To replicate the bug, take a perl distribution, open its main module in an IDE, then type perl Makefile.PL && make distdir, then edit the equivalent copied module file, and make some changes (e.g. change the version number), and you will see the same change also occurring in the original file.

Update:
This is not related to MacOS and is actually more related to ExtUtils::MakeMaker that calls ExtUtils::Manifest.

haarg commented

You can pass MakeMaker the option dist => { DIST_CP => 'cp' } to avoid this behavior.

You can pass MakeMaker the option dist => { DIST_CP => 'cp' } to avoid this behavior.

Thank you. I saw that. I think the default option should be cp if PREOP is used, otherwise there is a certain likelihood of problem like mine occurring.

I do not even understand why linking to files rather than plain copy.

Leont commented

Thank you. I saw that. I think the default option should be cp if PREOP is used, otherwise there is a certain likelihood of problem like mine occurring.

That could make sense, but I'm not sure it's really worth it for such a niche thing.

That could make sense, but I'm not sure it's really worth it for such a niche thing.

That's one perspective. Another is the risk-impact, i.e. the damage this has the potential of doing. But, I can understand if it is difficult to code this consideration.

Leont commented

Patches welcome?

Patches welcome?

Sure. Please find below my proposal. However, please note that I am not familiar with the code of this distribution, so there may need more adjustments.
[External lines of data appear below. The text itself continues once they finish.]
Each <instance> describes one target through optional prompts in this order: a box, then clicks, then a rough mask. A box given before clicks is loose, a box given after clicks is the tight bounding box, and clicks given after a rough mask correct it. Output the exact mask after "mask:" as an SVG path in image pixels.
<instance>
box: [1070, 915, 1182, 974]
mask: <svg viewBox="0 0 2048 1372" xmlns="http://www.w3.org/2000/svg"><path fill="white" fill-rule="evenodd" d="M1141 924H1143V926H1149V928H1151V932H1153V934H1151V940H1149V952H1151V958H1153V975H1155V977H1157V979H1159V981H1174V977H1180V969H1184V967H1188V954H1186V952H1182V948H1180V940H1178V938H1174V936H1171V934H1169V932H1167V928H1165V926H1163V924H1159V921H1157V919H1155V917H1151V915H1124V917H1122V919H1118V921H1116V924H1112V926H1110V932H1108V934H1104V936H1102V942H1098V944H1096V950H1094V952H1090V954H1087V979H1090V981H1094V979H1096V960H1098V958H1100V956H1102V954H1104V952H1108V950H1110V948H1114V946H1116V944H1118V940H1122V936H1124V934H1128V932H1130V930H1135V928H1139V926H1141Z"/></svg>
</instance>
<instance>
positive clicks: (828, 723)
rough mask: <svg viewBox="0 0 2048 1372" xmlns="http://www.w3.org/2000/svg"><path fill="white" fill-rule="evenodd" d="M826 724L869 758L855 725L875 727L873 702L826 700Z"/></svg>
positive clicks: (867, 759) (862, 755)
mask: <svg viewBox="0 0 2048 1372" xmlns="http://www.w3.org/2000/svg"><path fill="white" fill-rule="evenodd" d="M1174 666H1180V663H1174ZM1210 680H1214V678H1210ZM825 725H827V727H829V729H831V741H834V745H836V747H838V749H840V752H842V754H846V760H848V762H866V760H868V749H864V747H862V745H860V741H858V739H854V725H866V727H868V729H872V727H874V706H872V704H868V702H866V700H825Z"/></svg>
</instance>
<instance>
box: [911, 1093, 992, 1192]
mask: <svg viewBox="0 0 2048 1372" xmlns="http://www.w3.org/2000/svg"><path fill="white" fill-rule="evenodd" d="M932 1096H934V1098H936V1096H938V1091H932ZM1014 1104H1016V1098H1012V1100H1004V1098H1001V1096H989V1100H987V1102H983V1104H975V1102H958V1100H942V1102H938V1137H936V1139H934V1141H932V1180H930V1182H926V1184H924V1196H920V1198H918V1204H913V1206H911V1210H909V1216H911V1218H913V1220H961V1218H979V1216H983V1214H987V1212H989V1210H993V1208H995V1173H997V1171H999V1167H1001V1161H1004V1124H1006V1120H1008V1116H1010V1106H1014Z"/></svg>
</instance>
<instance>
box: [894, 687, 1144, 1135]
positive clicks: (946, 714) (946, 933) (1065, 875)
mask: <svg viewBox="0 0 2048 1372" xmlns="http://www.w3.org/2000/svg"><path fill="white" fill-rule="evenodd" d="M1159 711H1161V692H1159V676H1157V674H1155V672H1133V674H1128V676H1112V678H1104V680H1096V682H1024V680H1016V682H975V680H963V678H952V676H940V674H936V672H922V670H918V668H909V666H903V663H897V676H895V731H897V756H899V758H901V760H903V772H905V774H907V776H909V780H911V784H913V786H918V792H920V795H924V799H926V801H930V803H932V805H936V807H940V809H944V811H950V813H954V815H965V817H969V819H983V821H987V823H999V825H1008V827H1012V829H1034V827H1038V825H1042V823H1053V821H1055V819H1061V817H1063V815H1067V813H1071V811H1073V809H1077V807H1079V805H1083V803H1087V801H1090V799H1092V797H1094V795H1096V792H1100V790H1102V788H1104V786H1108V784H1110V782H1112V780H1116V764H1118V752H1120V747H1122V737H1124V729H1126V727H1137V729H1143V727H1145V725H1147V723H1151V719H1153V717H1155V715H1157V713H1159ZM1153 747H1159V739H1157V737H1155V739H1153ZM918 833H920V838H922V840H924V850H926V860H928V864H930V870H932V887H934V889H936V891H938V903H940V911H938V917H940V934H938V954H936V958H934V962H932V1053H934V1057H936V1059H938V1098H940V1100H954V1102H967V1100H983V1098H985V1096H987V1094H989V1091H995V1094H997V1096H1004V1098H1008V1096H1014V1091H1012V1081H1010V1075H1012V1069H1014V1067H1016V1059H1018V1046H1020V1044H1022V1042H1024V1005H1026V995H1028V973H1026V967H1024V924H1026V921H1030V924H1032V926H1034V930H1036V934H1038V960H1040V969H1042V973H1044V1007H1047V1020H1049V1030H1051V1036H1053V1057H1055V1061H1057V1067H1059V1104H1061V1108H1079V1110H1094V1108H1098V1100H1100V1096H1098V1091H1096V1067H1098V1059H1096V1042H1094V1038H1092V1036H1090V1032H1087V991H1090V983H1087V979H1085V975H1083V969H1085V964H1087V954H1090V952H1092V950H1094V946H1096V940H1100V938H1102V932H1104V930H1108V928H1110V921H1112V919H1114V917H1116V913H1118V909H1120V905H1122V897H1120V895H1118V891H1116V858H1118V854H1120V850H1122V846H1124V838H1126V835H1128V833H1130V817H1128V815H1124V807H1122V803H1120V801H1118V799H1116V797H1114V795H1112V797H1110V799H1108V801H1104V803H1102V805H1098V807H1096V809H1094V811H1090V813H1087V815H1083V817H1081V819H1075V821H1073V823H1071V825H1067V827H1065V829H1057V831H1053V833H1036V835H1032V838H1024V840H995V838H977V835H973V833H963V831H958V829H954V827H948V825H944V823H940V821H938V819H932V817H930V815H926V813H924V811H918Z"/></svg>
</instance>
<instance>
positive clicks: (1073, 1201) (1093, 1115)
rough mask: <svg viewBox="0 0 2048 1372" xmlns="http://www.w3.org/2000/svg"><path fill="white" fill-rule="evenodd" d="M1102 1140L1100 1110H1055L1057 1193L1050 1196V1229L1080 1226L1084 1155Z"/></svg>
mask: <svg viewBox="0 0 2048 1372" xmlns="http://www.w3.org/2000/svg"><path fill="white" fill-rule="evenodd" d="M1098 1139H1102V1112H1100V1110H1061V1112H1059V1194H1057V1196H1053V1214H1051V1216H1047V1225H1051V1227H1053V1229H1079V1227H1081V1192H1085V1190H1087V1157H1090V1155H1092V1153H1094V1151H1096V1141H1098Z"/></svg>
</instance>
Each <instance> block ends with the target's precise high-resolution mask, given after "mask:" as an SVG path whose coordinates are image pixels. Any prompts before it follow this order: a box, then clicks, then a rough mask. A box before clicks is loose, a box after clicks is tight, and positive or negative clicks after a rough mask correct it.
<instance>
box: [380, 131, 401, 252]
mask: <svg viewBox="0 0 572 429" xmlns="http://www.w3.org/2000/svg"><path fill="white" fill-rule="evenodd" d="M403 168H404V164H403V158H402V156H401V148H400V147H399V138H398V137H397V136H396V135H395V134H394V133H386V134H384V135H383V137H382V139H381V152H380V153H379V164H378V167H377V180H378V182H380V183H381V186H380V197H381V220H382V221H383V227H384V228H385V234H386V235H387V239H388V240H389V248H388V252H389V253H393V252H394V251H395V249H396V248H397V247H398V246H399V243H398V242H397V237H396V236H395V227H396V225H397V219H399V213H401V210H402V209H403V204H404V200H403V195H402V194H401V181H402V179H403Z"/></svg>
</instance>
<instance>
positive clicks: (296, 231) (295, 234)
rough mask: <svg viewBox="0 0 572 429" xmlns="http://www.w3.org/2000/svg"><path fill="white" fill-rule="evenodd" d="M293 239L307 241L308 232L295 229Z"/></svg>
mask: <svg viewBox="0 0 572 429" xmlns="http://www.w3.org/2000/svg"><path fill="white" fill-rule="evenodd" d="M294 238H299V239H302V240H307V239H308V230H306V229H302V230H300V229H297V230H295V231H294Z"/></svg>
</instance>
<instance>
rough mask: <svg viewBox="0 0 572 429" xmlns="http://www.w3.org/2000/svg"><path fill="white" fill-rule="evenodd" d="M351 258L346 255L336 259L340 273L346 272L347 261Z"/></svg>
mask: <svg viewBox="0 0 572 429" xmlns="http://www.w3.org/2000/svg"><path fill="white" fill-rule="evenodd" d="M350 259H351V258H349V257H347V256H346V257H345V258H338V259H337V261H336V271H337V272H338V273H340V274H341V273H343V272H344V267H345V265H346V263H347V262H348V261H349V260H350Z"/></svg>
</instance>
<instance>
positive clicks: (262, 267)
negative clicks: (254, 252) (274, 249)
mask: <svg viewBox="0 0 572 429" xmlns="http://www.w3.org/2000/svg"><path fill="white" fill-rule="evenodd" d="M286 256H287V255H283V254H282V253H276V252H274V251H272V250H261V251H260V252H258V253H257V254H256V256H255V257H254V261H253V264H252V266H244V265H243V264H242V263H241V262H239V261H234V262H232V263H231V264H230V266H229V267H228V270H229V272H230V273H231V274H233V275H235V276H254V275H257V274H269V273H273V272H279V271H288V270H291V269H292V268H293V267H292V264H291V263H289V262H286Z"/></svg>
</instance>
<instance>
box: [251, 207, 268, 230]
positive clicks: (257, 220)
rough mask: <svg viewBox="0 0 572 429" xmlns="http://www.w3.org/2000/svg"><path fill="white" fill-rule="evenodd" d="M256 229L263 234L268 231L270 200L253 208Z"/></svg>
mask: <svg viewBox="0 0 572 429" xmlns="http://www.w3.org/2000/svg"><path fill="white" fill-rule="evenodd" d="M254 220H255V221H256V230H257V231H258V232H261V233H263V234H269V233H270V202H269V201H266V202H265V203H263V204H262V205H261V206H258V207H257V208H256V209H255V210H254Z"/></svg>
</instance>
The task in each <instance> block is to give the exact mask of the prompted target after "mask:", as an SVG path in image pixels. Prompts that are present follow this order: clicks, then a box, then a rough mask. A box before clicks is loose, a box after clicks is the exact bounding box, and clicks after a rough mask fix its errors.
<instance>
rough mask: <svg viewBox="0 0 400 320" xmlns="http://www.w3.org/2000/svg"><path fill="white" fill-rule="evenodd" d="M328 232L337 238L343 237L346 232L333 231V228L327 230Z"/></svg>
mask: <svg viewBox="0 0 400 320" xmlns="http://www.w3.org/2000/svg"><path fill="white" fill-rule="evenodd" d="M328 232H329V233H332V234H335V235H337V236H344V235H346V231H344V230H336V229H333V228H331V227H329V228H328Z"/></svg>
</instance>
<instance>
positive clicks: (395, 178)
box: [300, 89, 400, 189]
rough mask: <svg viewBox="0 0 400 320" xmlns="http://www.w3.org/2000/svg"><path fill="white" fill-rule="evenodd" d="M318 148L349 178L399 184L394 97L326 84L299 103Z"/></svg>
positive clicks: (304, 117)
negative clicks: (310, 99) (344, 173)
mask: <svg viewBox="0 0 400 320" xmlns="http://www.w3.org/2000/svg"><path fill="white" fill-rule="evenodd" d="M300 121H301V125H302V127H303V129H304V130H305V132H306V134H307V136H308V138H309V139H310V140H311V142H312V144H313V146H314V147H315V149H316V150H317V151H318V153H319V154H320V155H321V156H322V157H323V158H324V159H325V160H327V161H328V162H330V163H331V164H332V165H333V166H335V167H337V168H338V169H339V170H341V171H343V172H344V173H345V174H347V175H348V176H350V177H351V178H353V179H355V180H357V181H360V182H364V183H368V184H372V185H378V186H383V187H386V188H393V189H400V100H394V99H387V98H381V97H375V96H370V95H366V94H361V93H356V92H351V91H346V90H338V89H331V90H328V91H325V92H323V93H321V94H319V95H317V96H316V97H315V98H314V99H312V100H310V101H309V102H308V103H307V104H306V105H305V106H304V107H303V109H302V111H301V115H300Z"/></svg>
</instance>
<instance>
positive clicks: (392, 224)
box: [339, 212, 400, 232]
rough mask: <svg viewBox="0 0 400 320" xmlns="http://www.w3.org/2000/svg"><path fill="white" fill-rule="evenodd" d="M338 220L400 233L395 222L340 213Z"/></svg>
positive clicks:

*** /tmp/ExtUtils-MakeMaker-7.70/lib/ExtUtils//MM_Unix.pm	Sun Mar 26 22:13:13 2023
--- /tmp/MM_Unix-7.71.pm	Wed Aug 23 07:14:19 2023
***************
*** 633,639 ****

      $self->{CI}       ||= 'ci -u';
      $self->{RCS_LABEL}||= 'rcs -Nv$(VERSION_SYM): -q';
!     $self->{DIST_CP}  ||= 'best';
      $self->{DIST_DEFAULT} ||= 'tardist';

      ($self->{DISTNAME} = $self->{NAME}) =~ s{::}{-}g unless $self->{DISTNAME};
--- 633,639 ----

      $self->{CI}       ||= 'ci -u';
      $self->{RCS_LABEL}||= 'rcs -Nv$(VERSION_SYM): -q';
!     $self->{DIST_CP}  ||= ( $self->{PREOP} eq '$(NOECHO) $(NOOP)' ? 'best' : 'cp' );
      $self->{DIST_DEFAULT} ||= 'tardist';

      ($self->{DISTNAME} = $self->{NAME}) =~ s{::}{-}g unless $self->{DISTNAME};

haarg commented

Pretty sure that won't work, because PREOP is an argument to dist and doesn't store its value in $self.

I'm not sure that providing a PREOP option is really a useful signal for if the files in the dist dir are going to be modified. Most users use it to generate a README file. I can't tell what your use case is because you don't ship your cleanup script nor have it in your repositories.

You could also have your script modify the files by generating new files and renaming them over the existing files, rather than editing them in place.

Pretty sure that won't work, because PREOP is an argument to dist and doesn't store its value in $self.

I just copied what was in the original module...

You could also have your script modify the files by generating new files and renaming them over the existing files, rather than editing them in place.

But why would I go to such trouble, when the advertised PREOP option allows me to change the files before the operation?